The symbol for absolute value is shown in this equation |-8| = 8
Associative Property
In addition or multiplication, the result of the expression will remain the same regardless of grouping.
Example: a + (b + c) = (a + b) + c;
a(bc) = (ab)c
Commutative Property
The sum or product of numbers is the same no matter how the numbers are arranged.
Example: a + b = b + a; ab = ba
Distributive Property
The sum of two addends multiplied by a number will be the sum of the product of each addend and the number.
Example: a(b+c)= ab + ac
Integers
The set of whole numbers and their opposites {...-3,-2,-1,0,1,2,3,...}
Natural Numbers
The set of numbers {1,2,3,4,...}. Natural numbers are also called counting numbers.
Negative Numbers
The set of numbers less than zero.
Opposite Numbers
Two different numbers that have the same absolute value.
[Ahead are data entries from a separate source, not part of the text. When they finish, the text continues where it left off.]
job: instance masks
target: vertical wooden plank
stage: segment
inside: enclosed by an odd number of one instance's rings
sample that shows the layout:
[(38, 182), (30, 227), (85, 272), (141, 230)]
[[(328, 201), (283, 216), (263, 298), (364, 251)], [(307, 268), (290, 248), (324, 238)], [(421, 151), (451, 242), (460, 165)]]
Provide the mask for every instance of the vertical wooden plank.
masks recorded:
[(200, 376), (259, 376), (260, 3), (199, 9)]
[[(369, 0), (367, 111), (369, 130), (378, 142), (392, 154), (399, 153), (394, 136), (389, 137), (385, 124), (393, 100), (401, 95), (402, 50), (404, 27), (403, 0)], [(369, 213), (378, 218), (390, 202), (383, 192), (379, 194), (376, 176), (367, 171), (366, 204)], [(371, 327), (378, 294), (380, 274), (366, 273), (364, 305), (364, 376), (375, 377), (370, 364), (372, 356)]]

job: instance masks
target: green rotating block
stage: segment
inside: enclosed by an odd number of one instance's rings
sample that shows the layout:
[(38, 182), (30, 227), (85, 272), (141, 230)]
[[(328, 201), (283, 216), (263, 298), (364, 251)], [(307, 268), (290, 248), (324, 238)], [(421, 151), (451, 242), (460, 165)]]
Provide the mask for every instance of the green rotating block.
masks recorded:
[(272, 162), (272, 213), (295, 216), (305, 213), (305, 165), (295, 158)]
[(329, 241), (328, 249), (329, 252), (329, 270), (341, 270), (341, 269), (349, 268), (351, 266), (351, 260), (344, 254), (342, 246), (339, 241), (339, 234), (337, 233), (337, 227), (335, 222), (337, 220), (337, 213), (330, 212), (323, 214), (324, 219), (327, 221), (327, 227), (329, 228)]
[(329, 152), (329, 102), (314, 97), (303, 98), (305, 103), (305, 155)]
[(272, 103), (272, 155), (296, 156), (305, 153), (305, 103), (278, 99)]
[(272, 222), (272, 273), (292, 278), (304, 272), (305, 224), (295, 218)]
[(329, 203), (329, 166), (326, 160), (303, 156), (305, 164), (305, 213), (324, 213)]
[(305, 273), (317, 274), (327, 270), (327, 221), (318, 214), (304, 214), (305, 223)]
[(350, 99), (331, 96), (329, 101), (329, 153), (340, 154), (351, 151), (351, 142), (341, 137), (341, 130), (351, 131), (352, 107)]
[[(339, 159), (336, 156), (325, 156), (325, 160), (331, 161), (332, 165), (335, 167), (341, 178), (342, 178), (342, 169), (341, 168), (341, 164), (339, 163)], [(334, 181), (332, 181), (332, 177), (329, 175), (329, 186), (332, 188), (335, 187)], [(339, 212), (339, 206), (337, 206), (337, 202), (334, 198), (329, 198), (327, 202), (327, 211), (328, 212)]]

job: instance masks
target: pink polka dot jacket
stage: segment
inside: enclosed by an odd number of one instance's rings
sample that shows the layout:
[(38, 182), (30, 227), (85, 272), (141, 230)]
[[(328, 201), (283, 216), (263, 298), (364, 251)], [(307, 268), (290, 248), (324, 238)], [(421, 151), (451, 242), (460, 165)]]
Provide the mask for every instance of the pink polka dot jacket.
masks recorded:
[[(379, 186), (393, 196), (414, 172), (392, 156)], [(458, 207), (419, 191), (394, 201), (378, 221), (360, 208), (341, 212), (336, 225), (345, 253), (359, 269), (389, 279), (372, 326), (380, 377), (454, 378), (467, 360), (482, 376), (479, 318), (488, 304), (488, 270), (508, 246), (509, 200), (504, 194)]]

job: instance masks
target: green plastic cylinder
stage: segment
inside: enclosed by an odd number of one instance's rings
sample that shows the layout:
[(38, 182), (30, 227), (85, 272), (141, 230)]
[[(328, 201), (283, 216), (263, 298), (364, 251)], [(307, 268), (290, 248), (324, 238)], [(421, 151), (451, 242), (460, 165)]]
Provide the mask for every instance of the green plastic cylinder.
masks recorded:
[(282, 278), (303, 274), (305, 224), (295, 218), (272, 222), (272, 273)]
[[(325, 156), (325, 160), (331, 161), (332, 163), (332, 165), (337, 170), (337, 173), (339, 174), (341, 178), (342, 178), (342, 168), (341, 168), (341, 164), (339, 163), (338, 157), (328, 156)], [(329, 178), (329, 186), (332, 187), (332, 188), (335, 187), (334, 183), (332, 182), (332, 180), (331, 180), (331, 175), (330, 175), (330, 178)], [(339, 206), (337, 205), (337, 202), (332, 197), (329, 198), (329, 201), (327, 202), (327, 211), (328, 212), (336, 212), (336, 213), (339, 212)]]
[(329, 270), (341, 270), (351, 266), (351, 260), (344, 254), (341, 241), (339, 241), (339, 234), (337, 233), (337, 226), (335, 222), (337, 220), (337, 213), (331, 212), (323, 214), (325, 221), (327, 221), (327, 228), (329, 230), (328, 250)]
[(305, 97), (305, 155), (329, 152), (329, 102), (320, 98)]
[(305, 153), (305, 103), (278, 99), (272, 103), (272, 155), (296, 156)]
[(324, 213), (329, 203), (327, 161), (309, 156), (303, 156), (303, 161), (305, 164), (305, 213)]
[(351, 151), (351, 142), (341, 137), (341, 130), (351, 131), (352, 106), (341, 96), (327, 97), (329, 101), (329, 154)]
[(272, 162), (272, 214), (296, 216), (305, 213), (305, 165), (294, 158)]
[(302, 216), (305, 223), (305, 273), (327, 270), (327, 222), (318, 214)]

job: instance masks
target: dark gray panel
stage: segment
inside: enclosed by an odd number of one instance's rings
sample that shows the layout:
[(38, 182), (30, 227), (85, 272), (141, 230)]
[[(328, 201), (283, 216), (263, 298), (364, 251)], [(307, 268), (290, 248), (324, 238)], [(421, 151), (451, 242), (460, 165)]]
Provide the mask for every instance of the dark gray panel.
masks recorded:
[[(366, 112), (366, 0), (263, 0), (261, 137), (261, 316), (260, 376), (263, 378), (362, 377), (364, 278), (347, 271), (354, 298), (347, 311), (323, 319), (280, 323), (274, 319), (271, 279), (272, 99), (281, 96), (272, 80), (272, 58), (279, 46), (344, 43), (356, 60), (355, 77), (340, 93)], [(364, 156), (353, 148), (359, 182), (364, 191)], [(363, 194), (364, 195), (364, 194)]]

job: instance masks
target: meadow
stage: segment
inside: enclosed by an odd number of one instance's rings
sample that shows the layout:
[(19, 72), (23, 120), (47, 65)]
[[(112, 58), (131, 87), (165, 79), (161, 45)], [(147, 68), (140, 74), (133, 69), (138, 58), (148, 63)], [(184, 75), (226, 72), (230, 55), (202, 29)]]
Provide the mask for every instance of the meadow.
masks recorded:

Example: 4 and -4 are opposite numbers because they both have an absolute value of 4.
Positive Numbers
The set of numbers greater than zero.
Rational Numbers
The set of numbers that can be written in the form a/b where a and b are integers and b ≠ 0.
Sign
A symbol that indicates whether a number is positive or negative.
Example: In -4, the (-) sign shows this number is read "negative four".
Whole Numbers
the set of all natural numbers and zero.
Point
An exact location. Represented by a dot, but has no size at all.
Line
A straight path that extends without end in opposite directions.
Plane
A perfectly flat surface that extends infinitely in all directions.
Ray
Part of a line. Has one endpoint and extends without end in one direction.
Line Segment
Part of a line or ray that extends from one endpoint to another.
Angle
Formed by two rays with a common endpoint. The two rays are the sides of the angle. The common endpoint is the vertex.
Complementary Angles
Two angles whose sums added together equal 90 degrees.
Supplementary Angles
Two angles whose sums total 180 degrees.
Perpendicular Lines
Two intersecting lines whose angles measure 90 degrees.
Parallel Lines
Lines in the same plane that do not intersect at all.
Transformation
A change in the position or orientation of a figure. (Translation/slide, Rotation
Translation
A transformation where the figure SLIDES along a straight line without turning.
Reflection
A tranformation of a figure that FLIPS the figure across a line, creating a mirror image.
Rotation
A transformation where the figure TURNS around a fixed point.
Dilation
A transformation that changes the size, but not the shape, of a figure. After the dilation, the image of the figure is silmilar to the original figure.
Congruent
Having the same size and shape.
Congruent Angles
Angles that have the same measure.
Bisect
Divide into two congruent parts.
Coordinate Plane
A plane formed by the intersection of a horizontal number line called the x-axis and a vertical number line called the y-axis.